Apple has acquired startup InVisage Technologies, the developer of image sensor technology that could improve the quality of iPhone camera images.
InVisage’s key product is called QuantumFilm, which, according to TechCrunch, combines software technology and material science to create smaller imaging technology that is better at taking high quality pictures in a variety of non-optimal lighting conditions.
“Competitors like Samsung and Google may have caught up to Apple when it comes to mobile phone photography, but iPhones might reclaim their lead if [the Invisage] acquisition works out,” CNET reported.
Apple currently uses back-illuminated images sensors purchased from Sony and other suppliers in its iPhones.
But as Business Insider reports, it has recently “placed an emphasis on building its own core technologies, such as graphics processors and Bluetooth chips. It’s not a stretch to think that Apple may be planning to build its own image sensor, too.”
Conventional sensors rely on a photosensitive layer made of silicon. According to InVisage, QuantumFilm is able to absorb the same amount of light as silicon, but in a layer that is ten times thinner and made specifically to absorb the full spectrum of light, allowing for more efficient and complete processing.
“QuantumFilm is a photosensitive layer that relies on InVisage’s newly invented class of materials to absorb light; specifically, the new material is made up of quantum dots, nanoparticles that can be dispersed to form a grid once they are synthesized,” the company says on its website. “Just like paint, this dispersion of solid materials can be coated onto a substrate and allowed to dry.”
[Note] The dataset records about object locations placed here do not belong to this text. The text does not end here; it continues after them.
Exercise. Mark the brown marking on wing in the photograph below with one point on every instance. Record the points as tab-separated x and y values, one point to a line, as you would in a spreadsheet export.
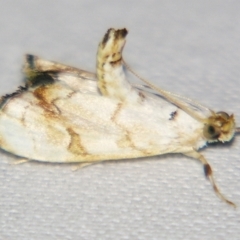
126	141
116	112
75	146
46	102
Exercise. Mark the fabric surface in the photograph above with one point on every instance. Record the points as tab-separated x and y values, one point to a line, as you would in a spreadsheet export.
189	47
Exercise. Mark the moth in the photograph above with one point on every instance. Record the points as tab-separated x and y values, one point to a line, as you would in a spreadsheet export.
67	115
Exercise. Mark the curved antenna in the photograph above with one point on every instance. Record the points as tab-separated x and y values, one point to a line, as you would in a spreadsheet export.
171	96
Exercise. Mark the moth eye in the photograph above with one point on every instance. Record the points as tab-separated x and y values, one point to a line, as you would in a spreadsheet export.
223	114
211	132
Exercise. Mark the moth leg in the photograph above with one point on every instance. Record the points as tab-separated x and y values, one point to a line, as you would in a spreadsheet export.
112	80
81	165
20	161
209	174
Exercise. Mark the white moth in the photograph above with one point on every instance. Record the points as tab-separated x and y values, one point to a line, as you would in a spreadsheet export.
67	115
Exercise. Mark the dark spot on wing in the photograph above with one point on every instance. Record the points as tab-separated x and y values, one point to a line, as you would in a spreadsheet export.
6	97
40	78
30	59
173	115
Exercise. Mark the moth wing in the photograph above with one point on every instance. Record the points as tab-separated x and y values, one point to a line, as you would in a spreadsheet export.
188	105
74	78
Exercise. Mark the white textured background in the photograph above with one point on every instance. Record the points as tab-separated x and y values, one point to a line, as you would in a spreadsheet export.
190	47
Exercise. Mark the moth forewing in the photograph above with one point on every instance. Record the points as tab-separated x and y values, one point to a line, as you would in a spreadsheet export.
64	114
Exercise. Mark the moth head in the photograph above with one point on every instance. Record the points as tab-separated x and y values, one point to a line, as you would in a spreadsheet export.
219	127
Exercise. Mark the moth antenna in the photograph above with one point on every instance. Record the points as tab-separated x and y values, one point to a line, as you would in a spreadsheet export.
170	96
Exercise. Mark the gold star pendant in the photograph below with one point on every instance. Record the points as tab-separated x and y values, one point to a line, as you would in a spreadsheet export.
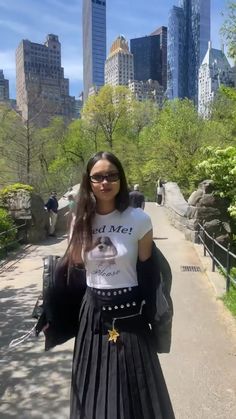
113	335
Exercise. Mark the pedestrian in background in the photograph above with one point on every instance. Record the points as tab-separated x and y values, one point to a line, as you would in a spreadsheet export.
52	207
136	198
71	214
160	192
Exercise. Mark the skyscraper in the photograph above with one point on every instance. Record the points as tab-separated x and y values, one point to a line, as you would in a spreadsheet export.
190	24
162	33
4	87
41	89
147	58
176	53
119	66
94	44
214	71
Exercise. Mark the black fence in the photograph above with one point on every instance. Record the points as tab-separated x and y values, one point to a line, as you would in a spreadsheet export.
221	256
11	239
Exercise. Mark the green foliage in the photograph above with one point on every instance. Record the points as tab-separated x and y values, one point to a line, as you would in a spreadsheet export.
13	188
6	224
171	147
220	166
229	300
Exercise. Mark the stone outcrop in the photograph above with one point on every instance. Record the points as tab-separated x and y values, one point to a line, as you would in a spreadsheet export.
28	207
202	207
62	219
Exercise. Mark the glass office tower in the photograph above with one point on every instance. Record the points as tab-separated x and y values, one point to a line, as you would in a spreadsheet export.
176	83
196	34
147	58
94	44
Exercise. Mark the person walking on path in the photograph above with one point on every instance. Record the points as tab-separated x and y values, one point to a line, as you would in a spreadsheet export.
160	192
116	372
71	214
52	207
136	198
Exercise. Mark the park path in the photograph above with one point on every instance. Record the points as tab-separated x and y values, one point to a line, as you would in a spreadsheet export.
200	370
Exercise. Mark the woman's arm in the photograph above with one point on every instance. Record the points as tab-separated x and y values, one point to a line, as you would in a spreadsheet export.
145	246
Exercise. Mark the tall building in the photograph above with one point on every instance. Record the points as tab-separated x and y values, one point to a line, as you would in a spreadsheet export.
4	88
94	44
162	33
214	71
190	24
119	66
147	58
41	89
147	90
176	78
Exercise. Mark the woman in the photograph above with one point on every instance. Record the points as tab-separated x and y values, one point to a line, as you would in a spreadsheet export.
160	192
116	372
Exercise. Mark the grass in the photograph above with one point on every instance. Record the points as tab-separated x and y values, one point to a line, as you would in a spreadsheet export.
229	300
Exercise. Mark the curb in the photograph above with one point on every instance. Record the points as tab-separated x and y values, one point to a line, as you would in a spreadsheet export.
217	281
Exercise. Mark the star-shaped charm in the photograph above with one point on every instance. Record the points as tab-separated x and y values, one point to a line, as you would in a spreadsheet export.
113	335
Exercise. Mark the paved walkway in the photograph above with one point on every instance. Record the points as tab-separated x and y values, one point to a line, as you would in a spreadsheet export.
200	370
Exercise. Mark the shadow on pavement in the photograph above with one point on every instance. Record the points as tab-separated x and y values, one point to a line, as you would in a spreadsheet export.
34	383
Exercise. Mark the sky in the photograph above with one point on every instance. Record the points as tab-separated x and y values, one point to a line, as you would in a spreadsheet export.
34	19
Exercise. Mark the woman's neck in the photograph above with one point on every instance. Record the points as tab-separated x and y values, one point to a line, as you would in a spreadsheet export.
104	208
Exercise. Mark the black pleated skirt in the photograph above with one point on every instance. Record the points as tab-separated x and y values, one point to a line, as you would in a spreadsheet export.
119	379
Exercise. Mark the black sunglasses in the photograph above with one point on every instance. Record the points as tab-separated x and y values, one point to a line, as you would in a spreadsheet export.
109	177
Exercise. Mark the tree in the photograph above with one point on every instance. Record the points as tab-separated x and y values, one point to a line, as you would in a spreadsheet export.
72	153
220	166
172	146
228	29
107	111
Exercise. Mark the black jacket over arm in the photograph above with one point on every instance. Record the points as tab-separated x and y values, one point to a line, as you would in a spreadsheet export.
63	291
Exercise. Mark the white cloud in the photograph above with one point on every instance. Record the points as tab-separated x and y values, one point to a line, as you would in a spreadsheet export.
14	26
72	70
7	62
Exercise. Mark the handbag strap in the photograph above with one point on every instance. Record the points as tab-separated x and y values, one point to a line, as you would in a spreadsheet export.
23	338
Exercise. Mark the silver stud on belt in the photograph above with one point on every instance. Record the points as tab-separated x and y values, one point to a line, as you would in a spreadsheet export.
122	306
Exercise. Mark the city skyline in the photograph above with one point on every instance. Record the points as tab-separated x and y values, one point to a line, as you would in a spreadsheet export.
131	19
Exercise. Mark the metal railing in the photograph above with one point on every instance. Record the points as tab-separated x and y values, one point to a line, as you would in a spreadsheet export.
19	238
228	259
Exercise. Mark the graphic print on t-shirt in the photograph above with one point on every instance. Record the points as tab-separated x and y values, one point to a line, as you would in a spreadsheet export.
112	258
103	248
104	252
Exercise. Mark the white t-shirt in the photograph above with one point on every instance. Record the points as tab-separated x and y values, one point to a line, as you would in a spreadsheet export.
112	261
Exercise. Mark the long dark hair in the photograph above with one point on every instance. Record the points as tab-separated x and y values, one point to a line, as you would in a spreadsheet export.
86	208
InVisage was founded in 2006 and had raised $98 million from investors including Intel Capital, Nokia Growth Partners, and GGV Capital. Terms of the Apple acquisition were not disclosed.
“Delivering new technology can be tough — especially at the scale required by a widespread product like the iPhone,” CNET said. “Such bets have paid off for Apple in the past though, with, for instance, its 2009 acquisition of the chip design team at PA Semi, which has been responsible for a series of impressive iPhone processors.”